Resonant leadership

Famed author Daniel Goleman explains four styles of leadership that get everyone moving on the same wavelength.

Daniel Goleman, author of the best-seller “Emotional Intelligence,” is a regular contributor to Korn Ferry.

When golf champion Jason Day gets ready to hit the ball down the fairway he doesn’t pull the putter out of his bag. He selects the right club for the power and distance he needs. If his shot finds his way into a sand trap, Day uses a wedge to nudge the ball back up onto the green; then he grabs the putter to guide the shot into the hole.

How do a golfer and his clubs relate to leadership? You can judge the effectiveness of any executive by the skill with which that leader selects and uses the appropriate tool for each situation. Just as an experienced golfer chooses the right club, an effective CEO employs the right style to get the job done.

Whatever style of leadership the CEO picks, it should be resonant. Resonance is strengthening and reinforcement of sound by moving on the same wavelength. Executives can influence the emotional states of colleagues. They can draw others onto their own positive wavelength. Or they can create dissonance by letting their negativity come into conflict with others’ emotions. Here are four key styles that can improve a group’s results:


Visionary leaders see the big picture. They think about where they are headed in broad terms, share their vision, and inspire others to collaborate to reach their goals. These leaders convey a sense of where the group is going. They don’t tell their colleagues how to get there. They draw them into the vision. This establishes collaborative relationships that boost performance and productivity in the long run.

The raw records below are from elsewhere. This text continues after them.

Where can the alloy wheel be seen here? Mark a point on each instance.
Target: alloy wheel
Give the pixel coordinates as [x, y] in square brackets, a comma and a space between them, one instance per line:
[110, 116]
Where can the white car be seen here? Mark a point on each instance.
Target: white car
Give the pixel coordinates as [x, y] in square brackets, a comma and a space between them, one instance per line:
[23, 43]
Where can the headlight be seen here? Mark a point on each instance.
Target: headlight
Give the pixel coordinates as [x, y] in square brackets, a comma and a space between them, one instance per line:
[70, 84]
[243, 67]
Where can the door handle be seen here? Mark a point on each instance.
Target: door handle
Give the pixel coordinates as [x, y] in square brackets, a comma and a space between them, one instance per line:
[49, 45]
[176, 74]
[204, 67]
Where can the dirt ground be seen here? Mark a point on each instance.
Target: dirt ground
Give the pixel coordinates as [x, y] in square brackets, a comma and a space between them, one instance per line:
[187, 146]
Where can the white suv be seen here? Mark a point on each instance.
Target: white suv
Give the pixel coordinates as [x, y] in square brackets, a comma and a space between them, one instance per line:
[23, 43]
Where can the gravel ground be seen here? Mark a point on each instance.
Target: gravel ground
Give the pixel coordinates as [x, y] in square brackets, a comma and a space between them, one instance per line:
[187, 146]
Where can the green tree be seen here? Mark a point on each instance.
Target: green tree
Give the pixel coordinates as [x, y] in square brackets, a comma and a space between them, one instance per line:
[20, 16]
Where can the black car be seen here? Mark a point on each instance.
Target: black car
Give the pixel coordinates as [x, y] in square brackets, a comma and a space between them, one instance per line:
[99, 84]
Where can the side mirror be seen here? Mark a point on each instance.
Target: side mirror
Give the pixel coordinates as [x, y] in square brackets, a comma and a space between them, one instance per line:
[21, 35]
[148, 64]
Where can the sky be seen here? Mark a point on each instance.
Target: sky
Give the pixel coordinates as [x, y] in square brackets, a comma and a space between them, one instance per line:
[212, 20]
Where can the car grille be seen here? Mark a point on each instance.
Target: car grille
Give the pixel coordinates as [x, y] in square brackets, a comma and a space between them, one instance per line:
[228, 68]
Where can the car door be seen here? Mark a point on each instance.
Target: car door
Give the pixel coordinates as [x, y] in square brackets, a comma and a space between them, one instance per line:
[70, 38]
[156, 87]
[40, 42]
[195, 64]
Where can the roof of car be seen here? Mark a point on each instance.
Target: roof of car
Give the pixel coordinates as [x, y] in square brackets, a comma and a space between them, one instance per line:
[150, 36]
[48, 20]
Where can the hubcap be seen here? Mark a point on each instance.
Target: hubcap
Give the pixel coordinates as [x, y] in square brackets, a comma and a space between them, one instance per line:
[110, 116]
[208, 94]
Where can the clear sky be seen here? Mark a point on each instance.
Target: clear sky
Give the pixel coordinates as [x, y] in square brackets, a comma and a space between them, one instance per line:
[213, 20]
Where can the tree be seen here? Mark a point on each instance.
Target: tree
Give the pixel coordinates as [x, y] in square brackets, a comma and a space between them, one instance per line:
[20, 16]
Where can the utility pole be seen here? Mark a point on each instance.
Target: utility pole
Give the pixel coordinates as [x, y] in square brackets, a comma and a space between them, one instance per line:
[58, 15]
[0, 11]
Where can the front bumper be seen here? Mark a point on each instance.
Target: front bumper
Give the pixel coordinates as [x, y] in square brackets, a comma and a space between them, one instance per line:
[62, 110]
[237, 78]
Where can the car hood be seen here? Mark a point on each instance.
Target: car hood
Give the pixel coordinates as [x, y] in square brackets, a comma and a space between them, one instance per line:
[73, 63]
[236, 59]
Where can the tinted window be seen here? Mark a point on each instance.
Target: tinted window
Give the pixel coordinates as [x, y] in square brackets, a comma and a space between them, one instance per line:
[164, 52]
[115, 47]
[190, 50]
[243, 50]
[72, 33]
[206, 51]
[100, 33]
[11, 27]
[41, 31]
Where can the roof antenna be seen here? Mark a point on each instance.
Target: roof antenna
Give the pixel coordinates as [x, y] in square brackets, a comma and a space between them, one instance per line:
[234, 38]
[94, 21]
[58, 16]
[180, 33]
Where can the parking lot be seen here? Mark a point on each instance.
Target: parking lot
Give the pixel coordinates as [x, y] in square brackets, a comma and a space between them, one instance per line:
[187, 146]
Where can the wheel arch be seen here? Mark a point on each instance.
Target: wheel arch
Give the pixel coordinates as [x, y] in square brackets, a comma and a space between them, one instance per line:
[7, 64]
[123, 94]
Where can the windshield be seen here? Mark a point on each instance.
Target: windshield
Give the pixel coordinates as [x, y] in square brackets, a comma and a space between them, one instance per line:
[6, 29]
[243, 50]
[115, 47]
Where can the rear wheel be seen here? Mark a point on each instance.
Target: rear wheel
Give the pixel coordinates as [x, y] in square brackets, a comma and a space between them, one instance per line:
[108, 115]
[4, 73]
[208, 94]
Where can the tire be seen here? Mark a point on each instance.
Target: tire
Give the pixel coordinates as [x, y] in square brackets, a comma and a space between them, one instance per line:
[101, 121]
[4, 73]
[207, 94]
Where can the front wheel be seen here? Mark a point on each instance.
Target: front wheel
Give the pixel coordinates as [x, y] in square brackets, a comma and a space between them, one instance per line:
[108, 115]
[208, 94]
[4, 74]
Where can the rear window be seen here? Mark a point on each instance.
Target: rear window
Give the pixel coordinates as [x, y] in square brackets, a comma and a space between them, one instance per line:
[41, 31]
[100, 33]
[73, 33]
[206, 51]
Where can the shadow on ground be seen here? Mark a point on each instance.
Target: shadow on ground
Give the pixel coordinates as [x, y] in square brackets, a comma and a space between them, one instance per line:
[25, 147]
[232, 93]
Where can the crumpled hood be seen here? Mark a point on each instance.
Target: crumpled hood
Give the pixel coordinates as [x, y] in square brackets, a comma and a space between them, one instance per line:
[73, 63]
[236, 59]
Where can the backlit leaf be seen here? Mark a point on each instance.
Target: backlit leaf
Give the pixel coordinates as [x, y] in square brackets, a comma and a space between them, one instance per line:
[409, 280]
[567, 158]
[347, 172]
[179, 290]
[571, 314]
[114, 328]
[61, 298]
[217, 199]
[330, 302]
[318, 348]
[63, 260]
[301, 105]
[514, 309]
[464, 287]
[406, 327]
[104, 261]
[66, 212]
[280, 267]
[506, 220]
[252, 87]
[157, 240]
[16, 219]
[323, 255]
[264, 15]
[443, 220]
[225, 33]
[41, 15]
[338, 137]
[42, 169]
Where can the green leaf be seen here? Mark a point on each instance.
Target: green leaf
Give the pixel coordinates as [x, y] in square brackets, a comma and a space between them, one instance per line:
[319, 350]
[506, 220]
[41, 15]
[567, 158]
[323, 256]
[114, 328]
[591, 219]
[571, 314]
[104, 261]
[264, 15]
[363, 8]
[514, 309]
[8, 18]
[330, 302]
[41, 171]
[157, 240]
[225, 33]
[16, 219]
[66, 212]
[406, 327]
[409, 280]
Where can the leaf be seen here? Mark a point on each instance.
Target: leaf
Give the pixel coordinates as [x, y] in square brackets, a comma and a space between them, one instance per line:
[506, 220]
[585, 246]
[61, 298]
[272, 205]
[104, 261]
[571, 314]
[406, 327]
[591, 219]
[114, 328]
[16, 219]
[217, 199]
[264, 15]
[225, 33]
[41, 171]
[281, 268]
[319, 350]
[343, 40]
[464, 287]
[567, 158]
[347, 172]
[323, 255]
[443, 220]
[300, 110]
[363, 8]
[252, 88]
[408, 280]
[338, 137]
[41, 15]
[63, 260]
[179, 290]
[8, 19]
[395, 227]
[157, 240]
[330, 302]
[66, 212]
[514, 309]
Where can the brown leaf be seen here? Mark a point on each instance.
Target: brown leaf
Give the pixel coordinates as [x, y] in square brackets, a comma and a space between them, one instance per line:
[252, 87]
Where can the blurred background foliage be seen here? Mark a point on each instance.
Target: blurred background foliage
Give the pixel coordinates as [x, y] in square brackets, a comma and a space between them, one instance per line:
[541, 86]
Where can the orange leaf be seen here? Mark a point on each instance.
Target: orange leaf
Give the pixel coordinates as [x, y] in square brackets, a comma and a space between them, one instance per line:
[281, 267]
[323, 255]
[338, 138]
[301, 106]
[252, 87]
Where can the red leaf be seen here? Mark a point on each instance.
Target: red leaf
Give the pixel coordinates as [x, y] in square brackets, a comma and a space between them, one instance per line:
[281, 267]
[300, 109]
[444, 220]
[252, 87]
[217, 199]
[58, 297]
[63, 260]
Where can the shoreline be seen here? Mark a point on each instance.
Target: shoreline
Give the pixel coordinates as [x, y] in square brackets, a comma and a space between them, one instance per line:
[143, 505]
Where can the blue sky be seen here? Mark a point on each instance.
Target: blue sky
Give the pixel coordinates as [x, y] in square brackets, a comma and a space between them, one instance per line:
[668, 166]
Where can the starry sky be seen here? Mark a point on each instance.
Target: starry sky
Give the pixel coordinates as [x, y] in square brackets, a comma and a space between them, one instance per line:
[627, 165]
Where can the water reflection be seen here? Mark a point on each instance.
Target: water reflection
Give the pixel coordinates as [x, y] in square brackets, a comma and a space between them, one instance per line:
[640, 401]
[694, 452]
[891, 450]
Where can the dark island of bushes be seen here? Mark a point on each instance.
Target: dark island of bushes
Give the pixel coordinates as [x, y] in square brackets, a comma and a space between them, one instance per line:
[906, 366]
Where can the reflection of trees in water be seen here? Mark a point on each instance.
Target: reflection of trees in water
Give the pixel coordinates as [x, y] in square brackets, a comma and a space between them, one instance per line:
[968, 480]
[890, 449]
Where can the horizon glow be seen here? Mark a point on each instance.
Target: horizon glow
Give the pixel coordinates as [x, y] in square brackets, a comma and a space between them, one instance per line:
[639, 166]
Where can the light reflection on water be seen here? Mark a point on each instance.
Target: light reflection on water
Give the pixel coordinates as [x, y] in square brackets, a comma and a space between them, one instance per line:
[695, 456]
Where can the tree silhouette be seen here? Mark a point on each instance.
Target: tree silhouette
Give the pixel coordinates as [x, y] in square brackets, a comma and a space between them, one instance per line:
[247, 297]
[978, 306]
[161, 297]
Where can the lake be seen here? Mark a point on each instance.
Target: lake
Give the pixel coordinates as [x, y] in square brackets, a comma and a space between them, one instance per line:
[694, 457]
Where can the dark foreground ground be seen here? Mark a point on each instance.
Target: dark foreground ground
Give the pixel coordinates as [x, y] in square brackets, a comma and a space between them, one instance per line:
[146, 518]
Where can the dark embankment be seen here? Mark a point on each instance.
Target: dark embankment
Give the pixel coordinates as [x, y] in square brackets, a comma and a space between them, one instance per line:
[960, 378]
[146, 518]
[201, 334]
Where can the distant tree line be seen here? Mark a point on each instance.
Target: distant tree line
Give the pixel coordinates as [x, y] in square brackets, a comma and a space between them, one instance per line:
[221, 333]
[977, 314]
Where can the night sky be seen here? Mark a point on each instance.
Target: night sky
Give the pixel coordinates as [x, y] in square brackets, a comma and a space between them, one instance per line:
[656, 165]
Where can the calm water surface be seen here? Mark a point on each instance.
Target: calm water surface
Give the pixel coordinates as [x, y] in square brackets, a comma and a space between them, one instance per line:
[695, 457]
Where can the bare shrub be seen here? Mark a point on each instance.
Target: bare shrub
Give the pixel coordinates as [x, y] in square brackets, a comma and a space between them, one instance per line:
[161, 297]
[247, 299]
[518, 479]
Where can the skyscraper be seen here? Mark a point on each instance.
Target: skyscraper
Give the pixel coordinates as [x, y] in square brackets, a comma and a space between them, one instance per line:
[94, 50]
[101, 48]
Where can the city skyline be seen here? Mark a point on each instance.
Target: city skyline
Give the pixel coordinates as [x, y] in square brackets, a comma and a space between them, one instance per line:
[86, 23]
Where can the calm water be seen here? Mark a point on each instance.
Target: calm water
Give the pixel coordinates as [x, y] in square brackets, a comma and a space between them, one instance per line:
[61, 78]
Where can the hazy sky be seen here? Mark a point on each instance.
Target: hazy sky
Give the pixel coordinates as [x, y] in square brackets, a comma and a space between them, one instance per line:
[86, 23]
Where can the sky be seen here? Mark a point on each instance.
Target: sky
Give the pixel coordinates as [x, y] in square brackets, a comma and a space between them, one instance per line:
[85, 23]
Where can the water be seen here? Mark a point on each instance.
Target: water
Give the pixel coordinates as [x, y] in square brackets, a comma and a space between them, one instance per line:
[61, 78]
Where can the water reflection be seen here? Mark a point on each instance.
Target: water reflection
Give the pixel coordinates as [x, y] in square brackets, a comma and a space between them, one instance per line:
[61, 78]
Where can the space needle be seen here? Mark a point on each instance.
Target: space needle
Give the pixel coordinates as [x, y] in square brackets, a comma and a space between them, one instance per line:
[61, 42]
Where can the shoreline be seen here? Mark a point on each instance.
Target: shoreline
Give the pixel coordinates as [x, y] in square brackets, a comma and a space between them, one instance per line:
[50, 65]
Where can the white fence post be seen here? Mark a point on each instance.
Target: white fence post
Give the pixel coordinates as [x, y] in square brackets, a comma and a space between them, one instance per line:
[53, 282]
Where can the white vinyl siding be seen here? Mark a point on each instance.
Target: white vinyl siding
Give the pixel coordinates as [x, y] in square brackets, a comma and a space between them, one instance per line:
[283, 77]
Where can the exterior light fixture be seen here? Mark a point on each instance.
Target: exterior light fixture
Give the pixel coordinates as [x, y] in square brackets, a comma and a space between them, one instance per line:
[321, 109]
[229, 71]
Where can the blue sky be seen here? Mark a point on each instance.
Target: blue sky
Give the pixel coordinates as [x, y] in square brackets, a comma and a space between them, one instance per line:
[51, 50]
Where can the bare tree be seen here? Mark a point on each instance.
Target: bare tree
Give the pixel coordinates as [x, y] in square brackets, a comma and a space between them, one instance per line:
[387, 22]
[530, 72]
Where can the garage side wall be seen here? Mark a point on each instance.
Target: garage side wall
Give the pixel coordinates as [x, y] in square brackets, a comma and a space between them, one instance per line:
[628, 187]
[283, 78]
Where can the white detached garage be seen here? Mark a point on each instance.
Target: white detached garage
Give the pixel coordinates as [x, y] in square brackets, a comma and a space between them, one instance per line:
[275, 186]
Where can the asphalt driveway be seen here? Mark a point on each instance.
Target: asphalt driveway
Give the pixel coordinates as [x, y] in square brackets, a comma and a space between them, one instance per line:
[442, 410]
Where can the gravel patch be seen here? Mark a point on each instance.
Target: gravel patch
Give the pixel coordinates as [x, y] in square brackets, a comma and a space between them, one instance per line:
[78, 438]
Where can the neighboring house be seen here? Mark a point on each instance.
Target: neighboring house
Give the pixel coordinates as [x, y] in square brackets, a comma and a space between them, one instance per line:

The coaching style of leadership works best in one-on-one situations. Leaders demonstrate interest in those around them, developing trust and rapport with individual employees and motivating them. This style links people's desires to the organization’s goals.


The affiliative style of leadership focuses on building relationships and collaboration. Affiliative leaders raise morale by showing that they value employees and their feelings. This style builds harmony by connecting individuals.


The democratic style of leadership draws on the knowledge of the entire group. It encourages employees to provide input and collaborate on decision-making. This style inspires loyalty, creates consensus, and builds resonance by placing a value on people’s input.

A golfer like Day doesn’t use a club in a tournament without practicing extensively with it. Before you can use a leadership style, you have to know yourself, to cultivate self-awareness. Ask for feedback from people you trust at all levels of your organization. Once you identify the emotional intelligence competencies you need to improve, work with a coach or study on your own to build and practice them. They will then be ready in your golf bag when you need them.